Afin de garantir le caractère équitable de la réforme des retraites, le gouvernement s'est engagé, et c'est là un axe majeur de cette réforme, à apporter une réponse durable à la question de la pénibilité au travail. Elle passe par la reconnaissance d'une juste compensation pour les salariés concernés, mais aussi par la prévention de l'exposition à des facteurs de pénibilité. La création d'un compte personnel de prévention de la pénibilité représente, à cet égard, une avancée sociale essentielle. Ayant bien conscience des difficultés auxquelles doivent faire face les petites entreprises, notamment dans le secteur du bâtiment et des travaux publics, la priorité du gouvernement a été de privilégier des solutions offrant la plus grande simplicité de gestion et de sécurité juridique tant pour les entreprises dans leurs obligations de déclaration des situations de pénibilité que du point de vue des salariés pour la mobilisation de leurs droits.
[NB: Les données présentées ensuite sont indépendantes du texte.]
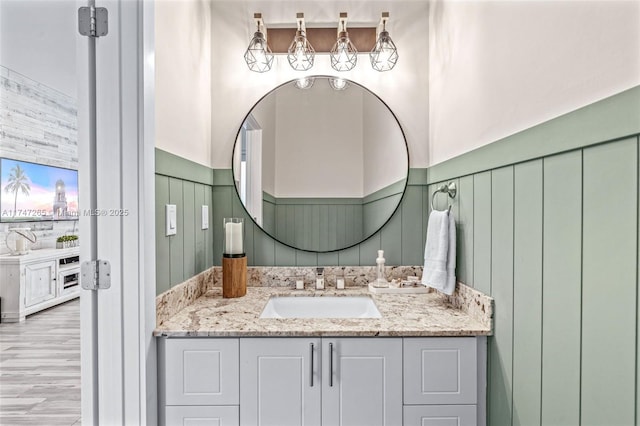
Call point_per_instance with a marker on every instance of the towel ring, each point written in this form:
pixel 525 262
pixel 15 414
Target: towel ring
pixel 448 188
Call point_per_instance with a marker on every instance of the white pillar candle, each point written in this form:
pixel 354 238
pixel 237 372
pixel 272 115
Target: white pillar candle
pixel 233 238
pixel 20 245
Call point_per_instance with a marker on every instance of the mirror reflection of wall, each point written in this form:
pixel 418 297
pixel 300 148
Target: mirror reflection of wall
pixel 333 165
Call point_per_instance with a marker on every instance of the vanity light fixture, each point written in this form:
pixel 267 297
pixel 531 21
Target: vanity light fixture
pixel 304 83
pixel 384 54
pixel 300 54
pixel 344 54
pixel 258 55
pixel 338 83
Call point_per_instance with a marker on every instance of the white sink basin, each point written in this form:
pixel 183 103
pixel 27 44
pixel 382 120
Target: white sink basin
pixel 320 307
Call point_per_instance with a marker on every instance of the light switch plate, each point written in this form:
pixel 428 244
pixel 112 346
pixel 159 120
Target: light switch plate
pixel 205 217
pixel 171 219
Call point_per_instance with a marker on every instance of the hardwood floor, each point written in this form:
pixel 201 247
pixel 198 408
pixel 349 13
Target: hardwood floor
pixel 40 368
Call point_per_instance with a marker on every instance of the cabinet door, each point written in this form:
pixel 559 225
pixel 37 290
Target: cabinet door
pixel 440 370
pixel 280 381
pixel 39 283
pixel 201 416
pixel 440 415
pixel 362 382
pixel 199 371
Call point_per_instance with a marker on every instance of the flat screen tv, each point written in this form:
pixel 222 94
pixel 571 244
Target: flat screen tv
pixel 36 192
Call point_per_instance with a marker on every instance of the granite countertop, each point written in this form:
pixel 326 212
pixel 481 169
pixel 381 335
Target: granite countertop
pixel 430 314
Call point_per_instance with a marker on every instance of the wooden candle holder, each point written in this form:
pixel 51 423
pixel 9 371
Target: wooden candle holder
pixel 234 276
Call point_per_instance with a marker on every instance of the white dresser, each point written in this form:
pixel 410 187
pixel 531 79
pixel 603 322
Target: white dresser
pixel 37 281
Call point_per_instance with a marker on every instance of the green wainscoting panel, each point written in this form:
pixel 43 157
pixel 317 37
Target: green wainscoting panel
pixel 168 164
pixel 638 301
pixel 561 290
pixel 208 235
pixel 187 185
pixel 311 222
pixel 269 216
pixel 199 233
pixel 413 230
pixel 482 232
pixel 223 207
pixel 163 253
pixel 350 256
pixel 527 293
pixel 306 258
pixel 369 250
pixel 284 255
pixel 500 383
pixel 609 283
pixel 328 259
pixel 249 227
pixel 464 218
pixel 189 230
pixel 606 120
pixel 264 249
pixel 376 212
pixel 391 240
pixel 176 242
pixel 395 188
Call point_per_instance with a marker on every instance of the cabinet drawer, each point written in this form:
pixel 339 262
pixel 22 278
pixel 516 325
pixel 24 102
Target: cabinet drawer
pixel 201 416
pixel 440 370
pixel 439 415
pixel 200 371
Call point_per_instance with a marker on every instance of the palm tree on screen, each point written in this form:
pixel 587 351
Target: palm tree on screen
pixel 18 182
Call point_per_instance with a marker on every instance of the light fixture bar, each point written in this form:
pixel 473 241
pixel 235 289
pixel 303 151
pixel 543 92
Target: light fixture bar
pixel 258 55
pixel 342 23
pixel 257 18
pixel 384 54
pixel 300 53
pixel 382 24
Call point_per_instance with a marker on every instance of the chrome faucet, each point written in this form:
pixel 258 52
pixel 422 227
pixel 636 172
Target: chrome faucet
pixel 319 278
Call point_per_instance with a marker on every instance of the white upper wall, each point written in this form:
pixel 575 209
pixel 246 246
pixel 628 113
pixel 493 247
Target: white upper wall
pixel 183 79
pixel 385 154
pixel 319 149
pixel 38 40
pixel 236 89
pixel 499 67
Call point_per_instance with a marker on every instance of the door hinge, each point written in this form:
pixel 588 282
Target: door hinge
pixel 93 21
pixel 95 275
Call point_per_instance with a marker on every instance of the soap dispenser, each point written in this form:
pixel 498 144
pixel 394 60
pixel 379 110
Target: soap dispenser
pixel 380 281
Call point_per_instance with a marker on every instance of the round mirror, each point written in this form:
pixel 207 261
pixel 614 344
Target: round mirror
pixel 320 164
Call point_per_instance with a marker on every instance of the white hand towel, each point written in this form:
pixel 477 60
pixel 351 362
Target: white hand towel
pixel 440 252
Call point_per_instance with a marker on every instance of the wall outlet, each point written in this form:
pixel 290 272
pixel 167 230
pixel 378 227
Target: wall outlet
pixel 171 219
pixel 205 217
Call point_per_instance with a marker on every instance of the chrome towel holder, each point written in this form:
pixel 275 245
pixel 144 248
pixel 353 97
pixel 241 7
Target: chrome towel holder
pixel 449 188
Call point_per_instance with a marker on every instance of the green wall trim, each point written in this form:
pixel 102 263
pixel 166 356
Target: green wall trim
pixel 168 164
pixel 388 191
pixel 222 177
pixel 418 176
pixel 316 201
pixel 612 118
pixel 268 197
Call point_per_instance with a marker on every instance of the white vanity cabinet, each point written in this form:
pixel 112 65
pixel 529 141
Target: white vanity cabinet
pixel 280 381
pixel 362 381
pixel 441 381
pixel 313 381
pixel 38 280
pixel 328 381
pixel 198 381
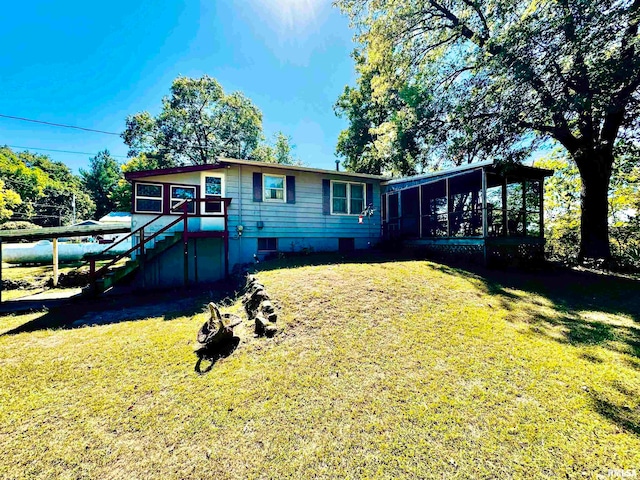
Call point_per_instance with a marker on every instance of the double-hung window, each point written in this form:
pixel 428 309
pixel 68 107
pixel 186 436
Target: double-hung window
pixel 212 189
pixel 274 188
pixel 148 198
pixel 347 198
pixel 179 193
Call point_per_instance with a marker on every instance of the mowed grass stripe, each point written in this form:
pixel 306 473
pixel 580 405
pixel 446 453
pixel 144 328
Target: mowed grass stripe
pixel 384 370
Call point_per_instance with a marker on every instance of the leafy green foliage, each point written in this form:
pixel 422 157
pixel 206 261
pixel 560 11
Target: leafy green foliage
pixel 562 208
pixel 8 200
pixel 100 180
pixel 280 151
pixel 47 189
pixel 460 81
pixel 197 124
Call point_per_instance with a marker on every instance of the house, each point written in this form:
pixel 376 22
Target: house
pixel 198 223
pixel 479 210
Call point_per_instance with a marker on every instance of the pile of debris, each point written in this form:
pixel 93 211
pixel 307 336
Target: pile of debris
pixel 215 337
pixel 259 308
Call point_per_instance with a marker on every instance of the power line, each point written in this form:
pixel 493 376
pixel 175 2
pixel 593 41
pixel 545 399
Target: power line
pixel 58 125
pixel 62 151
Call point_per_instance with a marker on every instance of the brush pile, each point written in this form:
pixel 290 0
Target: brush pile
pixel 259 308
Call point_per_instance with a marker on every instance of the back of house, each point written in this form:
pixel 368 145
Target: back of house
pixel 213 218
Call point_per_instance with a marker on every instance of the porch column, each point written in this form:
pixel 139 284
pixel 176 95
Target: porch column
pixel 524 208
pixel 446 183
pixel 541 206
pixel 505 223
pixel 485 219
pixel 0 269
pixel 485 226
pixel 55 262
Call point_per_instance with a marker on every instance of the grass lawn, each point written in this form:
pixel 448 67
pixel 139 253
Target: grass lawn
pixel 385 369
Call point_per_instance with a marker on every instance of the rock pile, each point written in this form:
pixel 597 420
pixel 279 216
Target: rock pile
pixel 258 306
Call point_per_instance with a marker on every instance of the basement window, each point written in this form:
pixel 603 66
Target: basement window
pixel 148 198
pixel 347 198
pixel 274 187
pixel 267 244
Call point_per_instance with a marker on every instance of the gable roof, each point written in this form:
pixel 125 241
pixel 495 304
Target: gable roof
pixel 224 162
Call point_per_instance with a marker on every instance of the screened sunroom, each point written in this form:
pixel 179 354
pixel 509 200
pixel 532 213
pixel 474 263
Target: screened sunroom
pixel 478 209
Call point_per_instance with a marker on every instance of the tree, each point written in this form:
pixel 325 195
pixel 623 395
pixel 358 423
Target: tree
pixel 100 180
pixel 8 200
pixel 280 151
pixel 497 78
pixel 198 123
pixel 47 189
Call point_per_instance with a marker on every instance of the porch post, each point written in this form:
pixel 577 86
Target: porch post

La concertation conduite par Michel de Virville s'est efforcée de trouver les modalités de mise en oeuvre les plus simples, les moins coûteuses et les plus sûres. Beaucoup de propositions ont été prises en compte : annualisation des seuils, déclaration unique en fin d'année, dématérialisation et simplification de la fiche de pénibilité, calendrier très progressif de montée en charge des cotisations. Cette réforme est importante et engage sur le long terme. Elle crée un droit, non pas pour quelques années, mais pour des générations entières de salariés. Elle mérite, pour assurer sa réussite, un temps d'appropriation pour les entreprises par une montée en charge progressive du dispositif. C'est la raison pour laquelle, l'année 2015 sera une année de « rodage » du dispositif sur une partie des facteurs de pénibilité identifiés (4 sur 10, les plus simples à identifier), avant sa généralisation en 2016, car il ne peut être question de remettre en cause l'objectif. Comme l'a réaffirmé le Président de la République lors du discours d'ouverture de la troisième Grande Conférence Sociale : « traiter de la pénibilité, là encore, a été un progrès [...]. Cette pénibilité aura maintenant toute sa place dans la législation française ». La loi s'appliquera donc bien à partir du 1er janvier 2015 et sera pleinement opérationnelle et effective dès 2016. Cela laisse une année pour permettre aux entreprises d'assurer une pleine application dans la durée du compte pénibilité et ainsi garantir la réussite de cette réforme.